Fisker has completed its business combination with Spartan Energy Acquisition Corp. (“Spartan”), a special purpose acquisition company sponsored by an affiliate of Apollo Global Management, Inc. Spartan stockholders approved the business combination in a special meeting held on Oct. 28, 2020.
On Oct. 30, 2020, the combined company’s Class A common stock and public warrants are expected to commence trading on the New York Stock Exchange (“NYSE”) under the ticker symbols “FSR” and “FSR WS,” respectively.
“All the external pieces are now in place to execute our unique, asset-light business strategy, with today’s funding and the strategic cooperation announced with Magna on Oct. 15,” commented Fisker Chairman and Chief Executive Officer, Henrik Fisker. “We can now fully turn our attention to developing and launching the revolutionary, all-electric Fisker Ocean into the heart of the midsize SUV market, expected to commence in Q4 2022. We appreciate the confidence from all our shareholders and intend to deliver on our stated goals.”
As a result of the completion of the transaction, Fisker expects to have in excess of $1.0 billion (net of transaction fees and expenses) of cash on the balance sheet and no funded debt. This amount is expected to fully fund Fisker operations and the development of the Fisker Ocean program through the planned start of production in Q4 2022.
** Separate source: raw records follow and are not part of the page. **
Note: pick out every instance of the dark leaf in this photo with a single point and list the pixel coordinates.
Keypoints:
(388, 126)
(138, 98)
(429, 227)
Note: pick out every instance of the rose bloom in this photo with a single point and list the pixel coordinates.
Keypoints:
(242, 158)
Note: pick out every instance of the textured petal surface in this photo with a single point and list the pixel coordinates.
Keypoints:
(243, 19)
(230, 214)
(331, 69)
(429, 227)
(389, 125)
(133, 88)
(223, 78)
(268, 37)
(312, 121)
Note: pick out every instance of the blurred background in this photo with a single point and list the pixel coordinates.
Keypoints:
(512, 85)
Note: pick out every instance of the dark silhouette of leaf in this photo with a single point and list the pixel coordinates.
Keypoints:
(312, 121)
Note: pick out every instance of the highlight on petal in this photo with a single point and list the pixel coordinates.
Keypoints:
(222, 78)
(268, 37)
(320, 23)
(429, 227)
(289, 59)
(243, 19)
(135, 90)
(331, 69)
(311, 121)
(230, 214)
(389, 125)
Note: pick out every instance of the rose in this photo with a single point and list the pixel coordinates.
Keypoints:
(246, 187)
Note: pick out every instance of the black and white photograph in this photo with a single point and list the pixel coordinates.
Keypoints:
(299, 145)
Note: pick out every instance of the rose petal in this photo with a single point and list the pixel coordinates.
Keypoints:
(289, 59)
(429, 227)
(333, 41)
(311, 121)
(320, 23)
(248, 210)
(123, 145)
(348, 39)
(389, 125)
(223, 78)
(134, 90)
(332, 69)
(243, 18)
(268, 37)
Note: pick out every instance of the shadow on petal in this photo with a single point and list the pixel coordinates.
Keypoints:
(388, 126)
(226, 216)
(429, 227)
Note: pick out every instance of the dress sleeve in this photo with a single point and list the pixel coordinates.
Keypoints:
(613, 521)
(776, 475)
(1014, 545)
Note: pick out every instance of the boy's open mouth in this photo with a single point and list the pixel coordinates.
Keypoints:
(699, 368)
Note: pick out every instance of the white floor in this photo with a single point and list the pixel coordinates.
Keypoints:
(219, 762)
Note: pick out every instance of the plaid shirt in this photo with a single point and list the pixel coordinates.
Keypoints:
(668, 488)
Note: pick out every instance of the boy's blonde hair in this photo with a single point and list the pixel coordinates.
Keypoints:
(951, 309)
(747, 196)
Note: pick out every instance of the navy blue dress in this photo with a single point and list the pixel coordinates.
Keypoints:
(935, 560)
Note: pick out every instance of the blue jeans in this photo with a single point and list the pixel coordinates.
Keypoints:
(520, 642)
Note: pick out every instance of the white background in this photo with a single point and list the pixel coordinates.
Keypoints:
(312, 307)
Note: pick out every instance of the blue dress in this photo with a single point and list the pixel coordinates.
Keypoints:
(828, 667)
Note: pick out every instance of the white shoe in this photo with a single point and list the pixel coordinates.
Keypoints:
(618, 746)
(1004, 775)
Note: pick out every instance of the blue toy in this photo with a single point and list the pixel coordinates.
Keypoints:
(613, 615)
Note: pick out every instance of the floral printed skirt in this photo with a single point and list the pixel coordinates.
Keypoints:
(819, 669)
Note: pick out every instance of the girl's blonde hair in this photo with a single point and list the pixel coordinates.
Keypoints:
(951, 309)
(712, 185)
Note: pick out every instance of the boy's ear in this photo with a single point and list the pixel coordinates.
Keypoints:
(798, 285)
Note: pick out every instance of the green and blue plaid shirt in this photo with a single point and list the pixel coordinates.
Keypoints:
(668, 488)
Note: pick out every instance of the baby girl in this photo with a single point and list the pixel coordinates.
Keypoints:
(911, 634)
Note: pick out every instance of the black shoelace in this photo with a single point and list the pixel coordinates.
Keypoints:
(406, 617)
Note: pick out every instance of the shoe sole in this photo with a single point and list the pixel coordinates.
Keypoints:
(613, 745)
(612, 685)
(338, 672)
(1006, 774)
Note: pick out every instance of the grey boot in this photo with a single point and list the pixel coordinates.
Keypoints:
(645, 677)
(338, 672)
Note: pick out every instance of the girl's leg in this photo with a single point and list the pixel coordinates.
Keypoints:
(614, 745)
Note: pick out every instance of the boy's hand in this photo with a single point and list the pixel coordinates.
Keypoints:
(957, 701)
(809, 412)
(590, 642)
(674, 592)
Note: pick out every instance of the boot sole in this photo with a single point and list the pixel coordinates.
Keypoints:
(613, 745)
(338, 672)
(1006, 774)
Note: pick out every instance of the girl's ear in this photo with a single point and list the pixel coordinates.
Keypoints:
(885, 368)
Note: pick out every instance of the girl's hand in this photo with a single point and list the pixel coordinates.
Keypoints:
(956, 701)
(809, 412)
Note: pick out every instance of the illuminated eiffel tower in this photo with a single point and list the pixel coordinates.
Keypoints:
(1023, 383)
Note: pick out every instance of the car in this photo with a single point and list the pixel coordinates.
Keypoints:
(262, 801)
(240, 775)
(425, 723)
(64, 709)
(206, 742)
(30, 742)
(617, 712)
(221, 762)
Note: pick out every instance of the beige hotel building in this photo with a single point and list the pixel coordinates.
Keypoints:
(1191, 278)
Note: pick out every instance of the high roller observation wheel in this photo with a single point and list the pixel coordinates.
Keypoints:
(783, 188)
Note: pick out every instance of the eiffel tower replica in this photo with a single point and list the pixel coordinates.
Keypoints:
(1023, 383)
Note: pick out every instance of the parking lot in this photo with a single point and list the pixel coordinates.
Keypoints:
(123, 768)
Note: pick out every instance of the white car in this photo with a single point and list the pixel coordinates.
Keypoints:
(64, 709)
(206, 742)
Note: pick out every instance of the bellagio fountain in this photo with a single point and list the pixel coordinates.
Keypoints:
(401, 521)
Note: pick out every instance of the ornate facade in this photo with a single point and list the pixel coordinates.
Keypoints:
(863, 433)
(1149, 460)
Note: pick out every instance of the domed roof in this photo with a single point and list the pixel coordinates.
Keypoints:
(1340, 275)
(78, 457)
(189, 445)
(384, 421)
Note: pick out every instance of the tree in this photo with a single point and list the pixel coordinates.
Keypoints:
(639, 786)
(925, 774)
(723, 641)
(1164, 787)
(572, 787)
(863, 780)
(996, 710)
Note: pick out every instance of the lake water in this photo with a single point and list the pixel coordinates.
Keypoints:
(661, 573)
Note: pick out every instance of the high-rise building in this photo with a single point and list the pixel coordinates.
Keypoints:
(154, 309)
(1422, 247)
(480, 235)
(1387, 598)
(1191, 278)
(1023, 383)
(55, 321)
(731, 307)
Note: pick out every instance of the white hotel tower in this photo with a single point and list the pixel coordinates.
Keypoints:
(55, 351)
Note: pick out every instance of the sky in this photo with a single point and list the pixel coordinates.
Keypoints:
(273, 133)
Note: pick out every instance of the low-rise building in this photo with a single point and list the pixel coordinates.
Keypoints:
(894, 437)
Fisker Ocean will be assembled by Magna in Europe and is poised to deliver class-leading range, interior space (with optional third-row seating) and overall vehicle performance at a compelling starting MSRP of $37,499. Joint engineering work with Magna is in full gear after kicking off in September, with Fisker recently announcing that a production-intent prototype will be unveiled at the Los Angeles Auto Show in May 2021. Fisker has received approximately 9,000 paid reservations as of Oct. 29, 2020, following a meaningful increase in order rate over the last several weeks. Fisker plans to increase organic marketing activities over the course of 2021, which the company expects to result in the continued increase to the order backlog.